First, voice is converted by an ATA (Analog Telephone Adapter) or IP phone, from an analog signal to a digital signal. It is then sent over the Internet in data packets to a location that will be close to the destination. Then it will be converted back to an analog signal for the remaining distance over a traditional circuit switch (PSTN) (unless it is VoIP to VoIP). Your call can be received by traditional telephones worldwide, as well as other VoIP users. VoIP to VoIP calls can travel entirely over the Internet. Since your voice is changed to digital (so that it can travel over the Internet), other great features such as voice messages to email, call forwarding, logs of incoming and outgoing calls, caller ID, etc., can be included in your basic calling plan all for one low price. Many of these special features are great for the small business person who relies on their phone service to be more a information center rather than just a telephone.
SIP trunks are telephone line trunks delivered over IP using the SIP protocol. Using this standard protocol, telecom service (VoIP) providers connect one or more channels to the customer’s PBX. Phone numbers and DIDs are linked to the SIP trunk. In many cases numbers can be ported to the SIP trunk.
One of the latest spin offs of business telecom technology is the Hosted PBX. This technology allows small and medium-sized businesses to have a sophisticated telephone system without the investment in telephone equipment.

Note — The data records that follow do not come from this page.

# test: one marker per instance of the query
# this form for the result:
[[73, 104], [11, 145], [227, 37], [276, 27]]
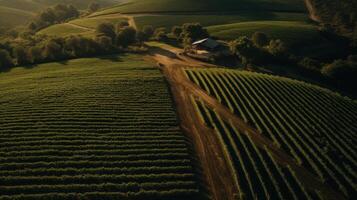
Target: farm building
[[207, 44]]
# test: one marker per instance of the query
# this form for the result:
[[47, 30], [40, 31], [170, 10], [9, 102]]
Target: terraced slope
[[17, 16], [292, 32], [20, 12], [97, 128], [313, 126], [170, 20], [139, 6]]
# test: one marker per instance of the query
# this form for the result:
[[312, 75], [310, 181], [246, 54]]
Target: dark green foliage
[[194, 31], [56, 14], [176, 31], [148, 31], [260, 39], [310, 64], [20, 55], [93, 7], [248, 52], [339, 13], [5, 60], [106, 29], [343, 72], [160, 34], [126, 37]]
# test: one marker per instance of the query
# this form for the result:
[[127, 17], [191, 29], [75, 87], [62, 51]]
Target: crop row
[[296, 117], [258, 176]]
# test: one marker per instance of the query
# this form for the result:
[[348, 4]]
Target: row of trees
[[53, 15], [259, 49], [28, 48]]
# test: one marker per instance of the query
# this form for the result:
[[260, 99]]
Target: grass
[[99, 128], [169, 21], [63, 30], [291, 32], [10, 17], [136, 6], [94, 22], [312, 125]]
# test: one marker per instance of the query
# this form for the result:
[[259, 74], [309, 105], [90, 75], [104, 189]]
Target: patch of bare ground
[[218, 173]]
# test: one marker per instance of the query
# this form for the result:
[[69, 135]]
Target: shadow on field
[[157, 50], [113, 58]]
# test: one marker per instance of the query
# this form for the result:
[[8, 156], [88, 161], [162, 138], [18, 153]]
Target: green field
[[93, 128], [10, 17], [63, 30], [82, 26], [94, 22], [291, 32], [20, 12], [314, 126], [169, 21], [136, 6]]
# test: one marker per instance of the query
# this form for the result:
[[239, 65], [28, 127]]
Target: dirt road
[[214, 161]]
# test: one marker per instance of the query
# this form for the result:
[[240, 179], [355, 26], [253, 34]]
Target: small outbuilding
[[207, 44]]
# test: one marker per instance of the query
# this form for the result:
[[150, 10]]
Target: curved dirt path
[[311, 10], [219, 174], [79, 26]]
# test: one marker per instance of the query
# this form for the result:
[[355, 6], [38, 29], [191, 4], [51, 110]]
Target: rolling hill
[[93, 128], [291, 32], [22, 11], [286, 139], [140, 6]]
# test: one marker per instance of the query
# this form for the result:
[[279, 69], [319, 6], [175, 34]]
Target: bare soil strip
[[219, 175]]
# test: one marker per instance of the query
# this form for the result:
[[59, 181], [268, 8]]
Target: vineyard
[[315, 127], [98, 128]]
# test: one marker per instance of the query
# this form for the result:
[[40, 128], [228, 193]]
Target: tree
[[121, 25], [35, 54], [148, 31], [342, 71], [141, 37], [277, 48], [246, 50], [160, 34], [52, 51], [106, 29], [93, 7], [20, 55], [5, 60], [260, 39], [195, 31], [105, 43], [126, 37], [176, 31]]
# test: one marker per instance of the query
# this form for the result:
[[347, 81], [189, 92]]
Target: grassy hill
[[17, 16], [95, 128], [312, 126], [22, 11], [82, 26], [136, 6], [170, 20], [291, 32]]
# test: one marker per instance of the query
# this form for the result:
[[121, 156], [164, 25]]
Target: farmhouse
[[207, 44]]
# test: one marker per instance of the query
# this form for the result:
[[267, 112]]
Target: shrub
[[310, 64], [260, 39], [195, 31], [126, 37], [342, 71], [106, 29], [148, 31], [5, 60], [20, 55]]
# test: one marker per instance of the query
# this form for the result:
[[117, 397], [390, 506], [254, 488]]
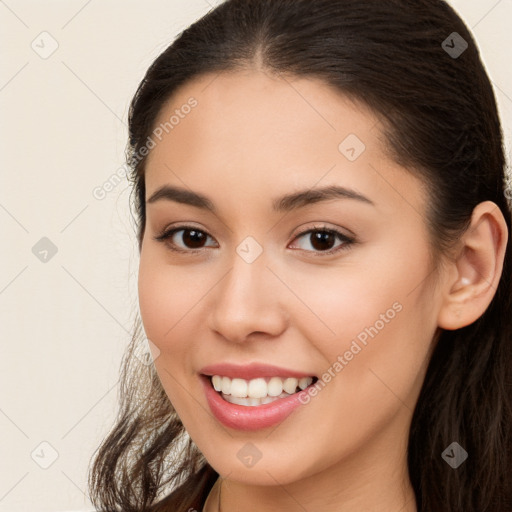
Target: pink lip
[[241, 417], [250, 371]]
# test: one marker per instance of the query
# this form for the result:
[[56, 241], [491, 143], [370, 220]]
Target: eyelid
[[348, 240]]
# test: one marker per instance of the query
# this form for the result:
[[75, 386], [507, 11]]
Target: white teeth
[[260, 388], [275, 386], [239, 388], [305, 382], [290, 385], [257, 388], [226, 385], [251, 402]]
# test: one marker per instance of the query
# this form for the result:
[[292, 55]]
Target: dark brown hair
[[441, 123]]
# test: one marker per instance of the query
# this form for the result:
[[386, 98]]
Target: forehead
[[256, 133]]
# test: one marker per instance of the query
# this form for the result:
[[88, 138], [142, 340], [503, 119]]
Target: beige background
[[65, 322]]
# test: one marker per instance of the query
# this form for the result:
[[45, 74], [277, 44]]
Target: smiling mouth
[[259, 391]]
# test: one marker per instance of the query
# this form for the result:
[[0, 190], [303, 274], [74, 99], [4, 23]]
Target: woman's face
[[259, 282]]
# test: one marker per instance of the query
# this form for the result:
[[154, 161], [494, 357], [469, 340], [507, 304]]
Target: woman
[[325, 268]]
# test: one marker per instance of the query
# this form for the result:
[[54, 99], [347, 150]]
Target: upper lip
[[251, 371]]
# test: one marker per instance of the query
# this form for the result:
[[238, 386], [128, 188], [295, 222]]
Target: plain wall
[[66, 317]]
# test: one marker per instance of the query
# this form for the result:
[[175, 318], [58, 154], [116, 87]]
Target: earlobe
[[476, 271]]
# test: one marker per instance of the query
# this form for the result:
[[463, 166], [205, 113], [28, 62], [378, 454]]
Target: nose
[[248, 303]]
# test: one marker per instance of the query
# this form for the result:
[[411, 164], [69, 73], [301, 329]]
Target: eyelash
[[347, 241]]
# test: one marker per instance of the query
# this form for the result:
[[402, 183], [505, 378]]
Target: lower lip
[[241, 417]]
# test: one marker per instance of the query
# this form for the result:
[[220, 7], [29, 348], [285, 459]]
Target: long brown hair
[[442, 123]]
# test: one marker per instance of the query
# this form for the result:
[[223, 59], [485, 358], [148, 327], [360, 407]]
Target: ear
[[474, 274]]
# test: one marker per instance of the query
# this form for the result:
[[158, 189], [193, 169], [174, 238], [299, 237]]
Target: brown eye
[[189, 240], [323, 240]]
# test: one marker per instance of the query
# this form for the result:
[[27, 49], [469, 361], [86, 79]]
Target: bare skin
[[251, 139]]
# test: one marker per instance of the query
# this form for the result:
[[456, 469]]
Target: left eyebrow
[[284, 203]]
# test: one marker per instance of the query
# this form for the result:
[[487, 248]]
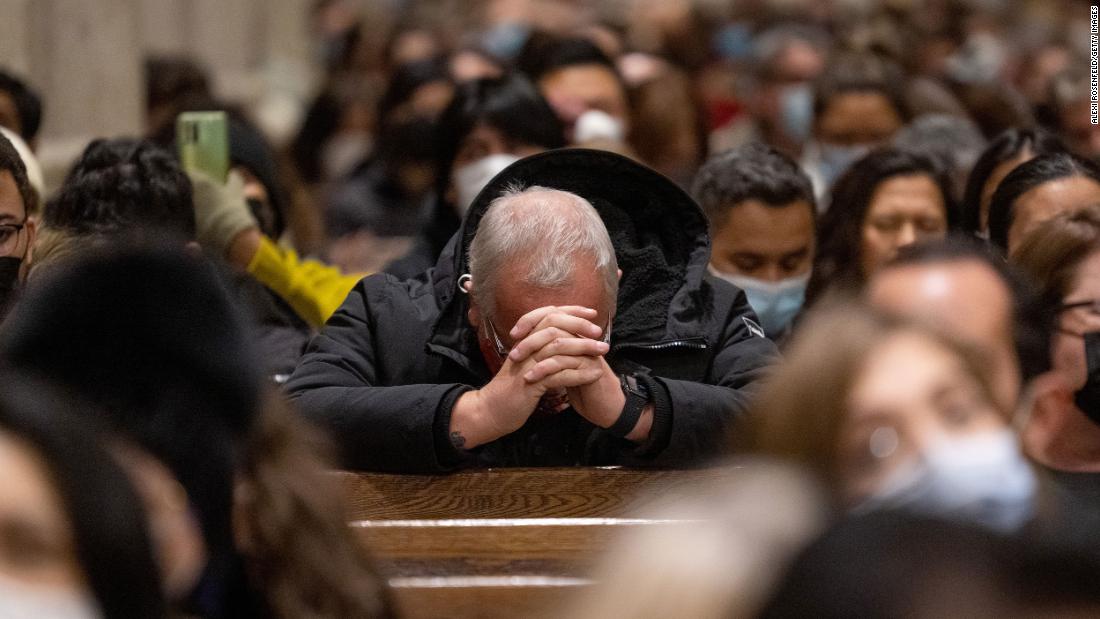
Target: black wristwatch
[[637, 397]]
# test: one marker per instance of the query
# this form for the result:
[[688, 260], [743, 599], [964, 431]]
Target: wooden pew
[[509, 493], [499, 542]]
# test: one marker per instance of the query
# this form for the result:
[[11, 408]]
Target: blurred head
[[1064, 256], [961, 288], [244, 517], [127, 187], [955, 142], [470, 64], [338, 130], [490, 124], [17, 228], [252, 156], [1037, 190], [1070, 98], [858, 106], [760, 208], [172, 84], [894, 415], [669, 129], [538, 247], [408, 112], [152, 339], [788, 59], [20, 108], [75, 541], [575, 77], [887, 200], [1003, 154], [884, 565]]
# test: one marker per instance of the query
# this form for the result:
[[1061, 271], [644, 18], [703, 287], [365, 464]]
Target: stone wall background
[[85, 58]]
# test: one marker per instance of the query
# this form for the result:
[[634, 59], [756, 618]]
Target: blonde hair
[[803, 405]]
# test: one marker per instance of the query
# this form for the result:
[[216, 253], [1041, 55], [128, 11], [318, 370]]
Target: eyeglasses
[[501, 350], [9, 238]]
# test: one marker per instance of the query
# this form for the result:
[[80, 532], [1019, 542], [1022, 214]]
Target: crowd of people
[[848, 251]]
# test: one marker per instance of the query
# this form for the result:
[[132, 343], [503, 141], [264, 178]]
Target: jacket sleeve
[[312, 288], [692, 421], [375, 428]]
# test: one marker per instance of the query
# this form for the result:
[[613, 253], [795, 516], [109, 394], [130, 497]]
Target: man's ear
[[474, 313], [193, 249], [32, 236], [1043, 412]]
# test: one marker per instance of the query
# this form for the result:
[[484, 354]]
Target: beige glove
[[220, 211]]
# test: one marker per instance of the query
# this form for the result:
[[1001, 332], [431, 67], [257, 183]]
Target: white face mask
[[596, 124], [981, 478], [471, 178], [21, 600], [776, 304]]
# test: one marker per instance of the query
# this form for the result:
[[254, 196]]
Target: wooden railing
[[501, 542]]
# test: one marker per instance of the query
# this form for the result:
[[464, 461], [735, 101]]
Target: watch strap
[[636, 400]]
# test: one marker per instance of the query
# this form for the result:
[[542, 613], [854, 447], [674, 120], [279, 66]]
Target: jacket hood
[[659, 233]]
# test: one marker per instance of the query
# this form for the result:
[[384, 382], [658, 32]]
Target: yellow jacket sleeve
[[314, 289]]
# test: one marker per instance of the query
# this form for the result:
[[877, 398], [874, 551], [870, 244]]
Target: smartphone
[[204, 143]]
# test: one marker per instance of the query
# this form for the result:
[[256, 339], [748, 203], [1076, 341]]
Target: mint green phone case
[[204, 143]]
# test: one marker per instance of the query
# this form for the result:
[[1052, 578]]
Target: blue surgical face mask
[[796, 111], [776, 304], [831, 161], [980, 478]]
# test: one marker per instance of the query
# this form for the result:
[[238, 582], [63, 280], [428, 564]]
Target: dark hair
[[248, 147], [543, 54], [860, 73], [169, 79], [152, 336], [1029, 176], [509, 104], [1005, 146], [152, 339], [1055, 251], [752, 172], [891, 564], [1032, 311], [322, 120], [28, 104], [407, 78], [839, 230], [107, 515], [12, 163], [122, 186]]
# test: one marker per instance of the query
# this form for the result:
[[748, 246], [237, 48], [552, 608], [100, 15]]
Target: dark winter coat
[[388, 366]]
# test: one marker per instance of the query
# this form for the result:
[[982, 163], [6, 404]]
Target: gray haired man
[[570, 322]]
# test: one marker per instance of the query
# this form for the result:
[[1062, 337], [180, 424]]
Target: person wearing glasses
[[569, 322], [17, 229], [1063, 431]]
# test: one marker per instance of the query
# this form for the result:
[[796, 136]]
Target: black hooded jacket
[[386, 371]]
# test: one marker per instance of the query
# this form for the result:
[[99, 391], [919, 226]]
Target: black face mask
[[9, 280], [1088, 397]]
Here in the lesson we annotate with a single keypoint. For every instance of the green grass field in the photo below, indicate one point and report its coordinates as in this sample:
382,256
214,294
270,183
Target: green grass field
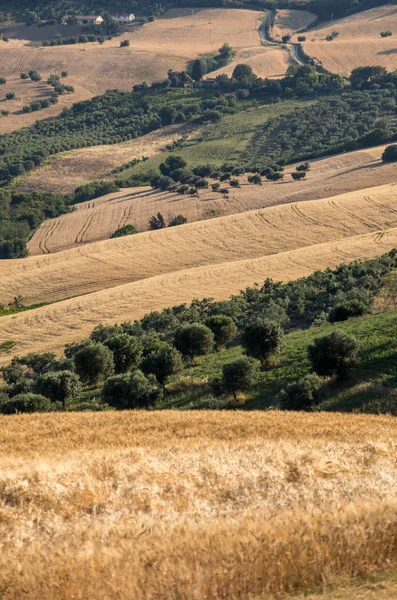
221,142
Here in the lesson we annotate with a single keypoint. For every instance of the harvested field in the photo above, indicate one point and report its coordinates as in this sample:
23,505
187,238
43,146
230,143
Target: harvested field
289,22
359,42
67,171
169,42
49,328
98,219
175,496
248,235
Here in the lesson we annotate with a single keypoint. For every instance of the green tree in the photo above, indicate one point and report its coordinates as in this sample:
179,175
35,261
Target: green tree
26,403
302,394
261,339
390,153
333,354
94,362
127,351
223,328
240,375
131,390
59,386
157,222
194,340
163,362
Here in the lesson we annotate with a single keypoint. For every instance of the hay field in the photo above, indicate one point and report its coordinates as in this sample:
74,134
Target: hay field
359,42
169,42
98,219
194,505
288,22
67,171
249,235
50,327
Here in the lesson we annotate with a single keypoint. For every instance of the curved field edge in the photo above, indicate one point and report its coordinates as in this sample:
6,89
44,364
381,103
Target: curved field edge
307,496
249,235
98,219
50,328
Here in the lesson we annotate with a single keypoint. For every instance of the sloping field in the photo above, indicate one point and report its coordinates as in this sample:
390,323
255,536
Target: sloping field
67,171
248,235
273,245
359,42
98,219
198,505
167,43
288,22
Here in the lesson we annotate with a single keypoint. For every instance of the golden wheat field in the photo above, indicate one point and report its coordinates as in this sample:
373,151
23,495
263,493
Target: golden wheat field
287,22
192,506
359,42
167,43
50,328
248,235
98,219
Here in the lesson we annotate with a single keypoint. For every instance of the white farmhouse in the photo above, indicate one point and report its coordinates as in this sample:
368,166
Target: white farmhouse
124,17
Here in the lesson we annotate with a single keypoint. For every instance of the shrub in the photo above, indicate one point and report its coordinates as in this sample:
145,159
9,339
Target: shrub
347,309
163,362
390,154
127,351
302,394
262,338
126,230
94,362
240,375
333,354
194,340
157,222
27,403
177,220
223,328
132,390
58,386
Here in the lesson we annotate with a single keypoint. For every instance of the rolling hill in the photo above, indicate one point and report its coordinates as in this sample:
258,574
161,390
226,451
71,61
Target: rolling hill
98,219
359,42
214,259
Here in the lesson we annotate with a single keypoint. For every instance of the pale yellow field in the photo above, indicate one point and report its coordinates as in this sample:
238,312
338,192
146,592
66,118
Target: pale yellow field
288,22
98,219
359,42
49,328
167,43
67,171
194,506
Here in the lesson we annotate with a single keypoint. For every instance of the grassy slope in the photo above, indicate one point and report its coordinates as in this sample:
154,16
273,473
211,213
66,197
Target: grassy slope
377,366
222,142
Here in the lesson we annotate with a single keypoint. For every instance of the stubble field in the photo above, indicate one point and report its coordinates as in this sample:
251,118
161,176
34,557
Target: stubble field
194,505
98,219
359,42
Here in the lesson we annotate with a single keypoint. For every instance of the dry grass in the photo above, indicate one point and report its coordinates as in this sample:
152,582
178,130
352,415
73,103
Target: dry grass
359,42
168,42
51,327
193,505
289,21
98,220
67,171
243,236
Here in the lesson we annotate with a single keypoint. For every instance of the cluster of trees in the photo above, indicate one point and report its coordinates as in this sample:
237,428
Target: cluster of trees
201,66
132,363
356,119
20,213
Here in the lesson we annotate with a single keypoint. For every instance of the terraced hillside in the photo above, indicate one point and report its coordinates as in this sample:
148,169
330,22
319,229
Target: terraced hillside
214,259
167,43
358,43
99,219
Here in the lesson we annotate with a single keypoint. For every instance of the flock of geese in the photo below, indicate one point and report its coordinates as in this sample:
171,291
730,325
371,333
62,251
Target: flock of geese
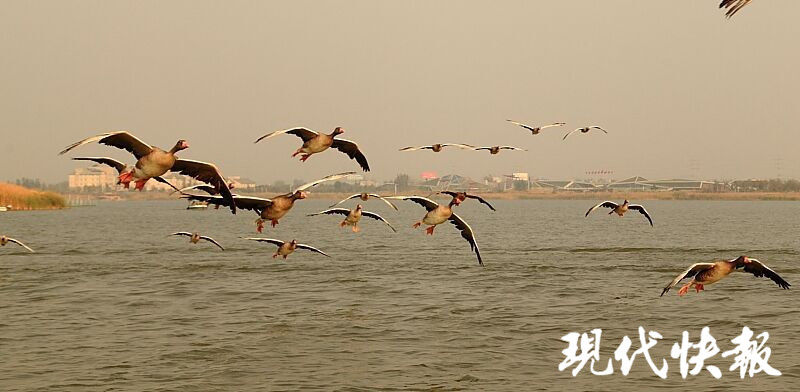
153,162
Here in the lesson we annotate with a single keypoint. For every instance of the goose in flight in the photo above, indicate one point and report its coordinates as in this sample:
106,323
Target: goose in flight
4,240
268,209
195,238
439,146
121,168
153,162
733,6
352,217
440,213
584,130
364,196
464,195
621,209
536,130
494,150
314,142
708,273
287,248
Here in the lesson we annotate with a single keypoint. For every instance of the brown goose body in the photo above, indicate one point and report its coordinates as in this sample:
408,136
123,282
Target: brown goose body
708,273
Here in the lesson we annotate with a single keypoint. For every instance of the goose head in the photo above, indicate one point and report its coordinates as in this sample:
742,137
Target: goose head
300,195
180,145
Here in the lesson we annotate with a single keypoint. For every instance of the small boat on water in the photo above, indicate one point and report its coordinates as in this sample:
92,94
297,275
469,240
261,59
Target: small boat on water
197,205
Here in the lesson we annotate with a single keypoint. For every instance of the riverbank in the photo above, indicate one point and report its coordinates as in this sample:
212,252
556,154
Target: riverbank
537,195
21,198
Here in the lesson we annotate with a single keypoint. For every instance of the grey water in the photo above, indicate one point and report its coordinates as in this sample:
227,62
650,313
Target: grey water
110,302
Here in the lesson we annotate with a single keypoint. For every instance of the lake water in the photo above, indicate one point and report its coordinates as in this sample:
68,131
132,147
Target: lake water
110,302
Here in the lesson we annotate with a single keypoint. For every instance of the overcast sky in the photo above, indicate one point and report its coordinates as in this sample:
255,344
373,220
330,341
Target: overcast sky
682,91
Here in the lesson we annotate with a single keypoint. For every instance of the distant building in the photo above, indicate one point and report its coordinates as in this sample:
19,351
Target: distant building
639,183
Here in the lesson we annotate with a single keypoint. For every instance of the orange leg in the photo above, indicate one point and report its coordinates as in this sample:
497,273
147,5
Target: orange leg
125,179
140,184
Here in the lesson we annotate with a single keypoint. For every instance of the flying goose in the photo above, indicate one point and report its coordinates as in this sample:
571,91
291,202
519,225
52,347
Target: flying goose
364,196
195,238
621,209
121,168
464,195
584,130
268,209
352,217
439,146
440,213
536,130
314,142
4,240
708,273
153,162
494,150
287,248
733,6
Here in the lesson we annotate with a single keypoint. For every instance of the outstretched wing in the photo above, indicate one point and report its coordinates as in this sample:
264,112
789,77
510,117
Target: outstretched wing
468,234
331,177
351,149
119,166
340,211
423,201
459,145
270,240
20,244
311,248
758,269
378,217
163,181
120,139
559,124
416,148
637,207
733,6
692,271
211,240
606,204
208,173
301,132
202,187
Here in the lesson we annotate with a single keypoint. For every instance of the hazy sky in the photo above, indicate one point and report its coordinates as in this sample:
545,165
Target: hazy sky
681,90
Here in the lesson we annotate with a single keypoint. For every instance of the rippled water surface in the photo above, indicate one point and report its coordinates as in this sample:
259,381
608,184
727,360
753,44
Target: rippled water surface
110,302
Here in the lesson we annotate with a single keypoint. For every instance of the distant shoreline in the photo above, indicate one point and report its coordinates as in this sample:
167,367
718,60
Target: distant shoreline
537,195
19,198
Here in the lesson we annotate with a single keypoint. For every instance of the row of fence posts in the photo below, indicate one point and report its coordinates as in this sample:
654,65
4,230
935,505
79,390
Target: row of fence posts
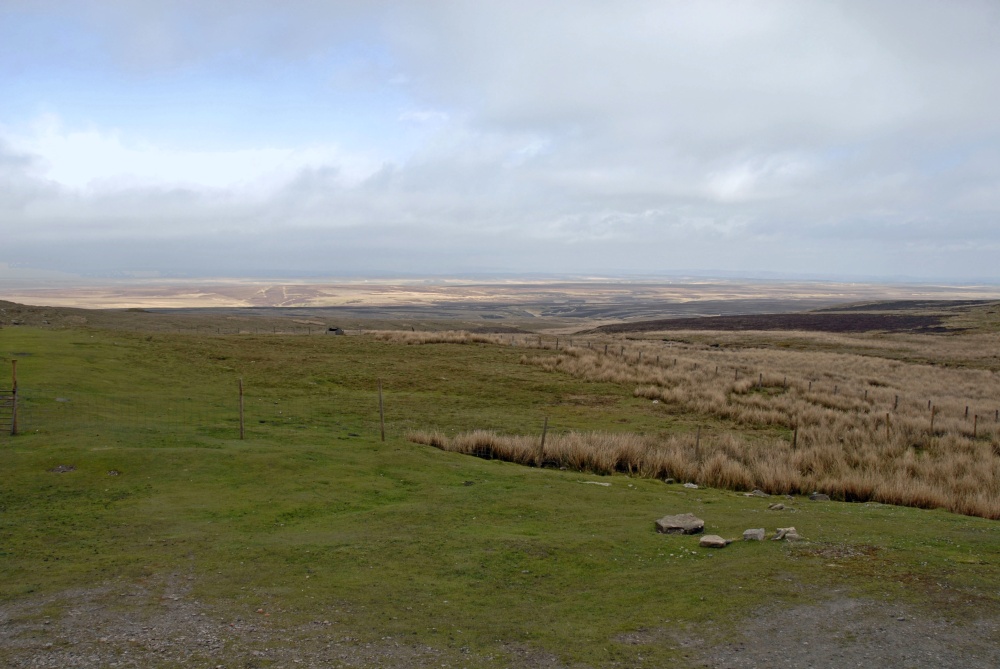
8,402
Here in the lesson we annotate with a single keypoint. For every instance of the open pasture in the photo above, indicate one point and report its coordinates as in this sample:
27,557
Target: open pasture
312,542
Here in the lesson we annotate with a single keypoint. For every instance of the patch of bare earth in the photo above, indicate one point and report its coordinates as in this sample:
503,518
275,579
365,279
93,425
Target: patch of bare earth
846,632
161,625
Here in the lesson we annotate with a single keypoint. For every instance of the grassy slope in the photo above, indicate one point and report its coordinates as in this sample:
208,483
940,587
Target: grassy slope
309,522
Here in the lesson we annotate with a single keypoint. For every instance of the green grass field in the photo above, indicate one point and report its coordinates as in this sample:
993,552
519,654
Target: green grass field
313,518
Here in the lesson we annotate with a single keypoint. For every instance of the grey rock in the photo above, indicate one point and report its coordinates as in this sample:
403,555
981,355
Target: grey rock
786,534
684,523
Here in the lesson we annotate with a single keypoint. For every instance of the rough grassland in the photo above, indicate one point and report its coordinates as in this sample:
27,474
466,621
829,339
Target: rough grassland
312,540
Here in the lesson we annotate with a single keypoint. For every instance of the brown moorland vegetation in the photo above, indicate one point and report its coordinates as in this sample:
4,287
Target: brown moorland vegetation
857,417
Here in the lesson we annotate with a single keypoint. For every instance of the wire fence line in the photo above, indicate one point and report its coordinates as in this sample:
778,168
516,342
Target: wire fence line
42,410
267,413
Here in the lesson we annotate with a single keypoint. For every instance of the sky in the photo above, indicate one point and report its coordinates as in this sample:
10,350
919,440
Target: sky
327,138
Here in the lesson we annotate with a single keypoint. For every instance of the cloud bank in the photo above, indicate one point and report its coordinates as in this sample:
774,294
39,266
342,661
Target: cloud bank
852,138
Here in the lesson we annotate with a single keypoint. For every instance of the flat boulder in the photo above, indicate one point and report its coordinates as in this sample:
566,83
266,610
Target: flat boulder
684,523
786,534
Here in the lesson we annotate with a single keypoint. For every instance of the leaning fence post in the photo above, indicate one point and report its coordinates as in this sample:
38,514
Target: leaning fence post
381,410
13,398
540,458
242,426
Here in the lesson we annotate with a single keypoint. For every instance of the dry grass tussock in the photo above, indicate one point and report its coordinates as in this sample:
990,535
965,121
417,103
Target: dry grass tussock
862,425
958,476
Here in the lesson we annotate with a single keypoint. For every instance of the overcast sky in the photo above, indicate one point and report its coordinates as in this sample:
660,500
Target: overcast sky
256,138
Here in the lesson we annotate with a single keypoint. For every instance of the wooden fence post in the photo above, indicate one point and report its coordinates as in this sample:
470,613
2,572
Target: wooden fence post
13,398
381,410
242,425
540,458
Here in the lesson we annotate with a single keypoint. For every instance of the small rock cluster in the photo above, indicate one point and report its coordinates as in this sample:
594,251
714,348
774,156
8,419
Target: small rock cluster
688,523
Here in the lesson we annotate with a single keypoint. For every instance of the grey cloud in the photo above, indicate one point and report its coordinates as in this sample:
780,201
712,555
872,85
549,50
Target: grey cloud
846,137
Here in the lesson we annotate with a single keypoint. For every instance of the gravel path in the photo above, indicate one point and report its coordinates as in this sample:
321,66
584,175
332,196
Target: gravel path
158,624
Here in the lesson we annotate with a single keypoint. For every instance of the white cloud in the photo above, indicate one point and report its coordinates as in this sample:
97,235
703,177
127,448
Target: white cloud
838,137
96,160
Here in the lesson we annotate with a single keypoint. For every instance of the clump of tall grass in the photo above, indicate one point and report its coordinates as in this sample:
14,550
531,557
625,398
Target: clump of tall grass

In fact, the entire telephone system is operated and maintained by your Voice-over-IP (VoIP) service provider. A Hosted PBX lets employees work from their home, a hotel or on their cell phone while still being connected to the same office telephone system. Just like a Fortune 500 telephone system, you can transfer callers, put them on hold with music, set up conference calls or have the phone answered by an automated attendant who can direct callers to different departments.